Am 23. September 1893 hob die Polizei dieser Untergrunddruckerei aus, wobei auch eine Bombe und Materialien zur Herstellung von Bomben gefunden wurden. Am 23. und 24. September 1893 sowie am 28. September 1893 wurden in diesem Zusammenhang mehrere Sozialrevolutionäre verhaftet und fünfzehn von ihnen in das Landesgericht Wien eingeliefert. Vom 19. bis 23. Februar 1894 fand vor dem Landes- als Schwurgericht Wien unter Ausschluss der Öffentlichkeit der große so genannte Anarchistenprozess gegen vierzehn Sozialrevolutionäre statt. Nicht dabei war bei diesem Prozess Josef Tuma.

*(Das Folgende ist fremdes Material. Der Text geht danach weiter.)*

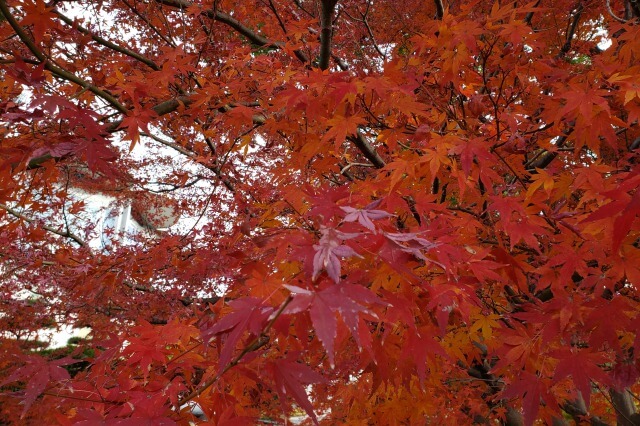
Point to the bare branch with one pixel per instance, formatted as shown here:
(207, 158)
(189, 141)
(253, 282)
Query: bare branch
(326, 32)
(439, 9)
(57, 71)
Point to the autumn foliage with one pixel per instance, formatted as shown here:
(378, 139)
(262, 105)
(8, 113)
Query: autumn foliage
(391, 212)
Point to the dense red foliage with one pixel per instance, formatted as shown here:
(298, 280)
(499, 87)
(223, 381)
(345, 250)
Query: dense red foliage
(392, 211)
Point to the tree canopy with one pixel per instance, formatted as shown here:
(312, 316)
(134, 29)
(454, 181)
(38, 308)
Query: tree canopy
(391, 211)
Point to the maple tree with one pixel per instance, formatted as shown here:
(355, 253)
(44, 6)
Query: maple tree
(400, 211)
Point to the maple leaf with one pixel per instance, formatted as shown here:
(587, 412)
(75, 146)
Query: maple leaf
(583, 367)
(347, 299)
(366, 215)
(530, 389)
(328, 250)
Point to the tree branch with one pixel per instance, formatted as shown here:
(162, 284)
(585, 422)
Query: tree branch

Wie die Erhebungen für diesen Prozess ergaben, war Josef Tuma ein angeblich wichtiger Beteiligter an dieser sozialrevolutionären Gruppe. Nachdem die Polizei die Untergrunddruckerei am 23. September 1893 ausgehoben hatte, wurde am 28. September 1893 bei Josef Tuma eine Hausdurchsuchung durchgeführt. Dieser war nicht anwesend, sondern war vermutlich noch am 23. oder 24. September 1893 aus Wien ins Exil geflüchtet.

Karte
  • 1

    Vgl. [anonym]: Was thun? [Wien]: [Stefan Hanel und Franz Haspel] [1891], unpaginiert (2 Seiten). Die Weiterverbreitung der Druckschrift wurde mit Erkenntnis des Landes- als Pressgericht Wien vom 5. Mai 1891 in Österreich verboten.

  • 2

    Vgl. [anonym]: Aufruf. [Wien]: [Stefan Hanel und Franz Haspel] [1892], unpaginiert (2 Seiten).

  • 3

    Vgl. [anonym]: An die Arbeiter im Soldatenrock! [Wien]: [Stefan Hanel und Franz Haspel] [1892], Flugblatt; Fundort: Verein für Geschichte der Arbeiterbewegung, Wien, Flugblattsammlung Lade 9, Mappe 12. Zum alten Flugblatt vgl. [anonym]: An die Arbeiter im Soldatenrock! [London]: [Druckerei der Zeitung »Die Autonomie«] [1887], Flugblatt; Sonderdruck aus der Zeitung »Die Autonomie« (London), 1. Jg., Nr. 1 (6. November 1886), S. 2–3, weshalb die Weiterverbreitung der Zeitung mit Erkenntnis des Landes- als Pressgericht Wien vom 17. November 1886 in Österreich verboten wurde. Die Weiterverbreitung des Flugblattes selbst wurde mit Erkenntnis des Landes- als Pressgericht Wien vom 14. März 1887 in Österreich verboten.

  • 4

    Vgl. [anonym]: Anweisung zur Herstellung eines Sprengstoffes von bedeutender Stärke. [Wien]: [Stefan Hanel und Franz Haspel] [1893], unpaginiert (2 Seiten); Fundort: Verein für Geschichte der Arbeiterbewegung, Wien, Flugblattsammlung Lade 9, Mappe 12. Die Weiterverbreitung der Druckschrift wurde mit Erkenntnis des Landes- als Pressgericht Wien vom 30. Jänner 1893 in Österreich verboten.

  • 5

    Vgl. [anonym]: Aufruf an die österreichische Volksmasse. [Wien]: [Stefan Hanel und Franz Haspel] [1893], unpaginiert (1 Seite, jedoch zum Falten gedacht); Fundort: Verein für Geschichte der Arbeiterbewegung, Wien, Flugblattsammlung Lade 9, Mappe 12.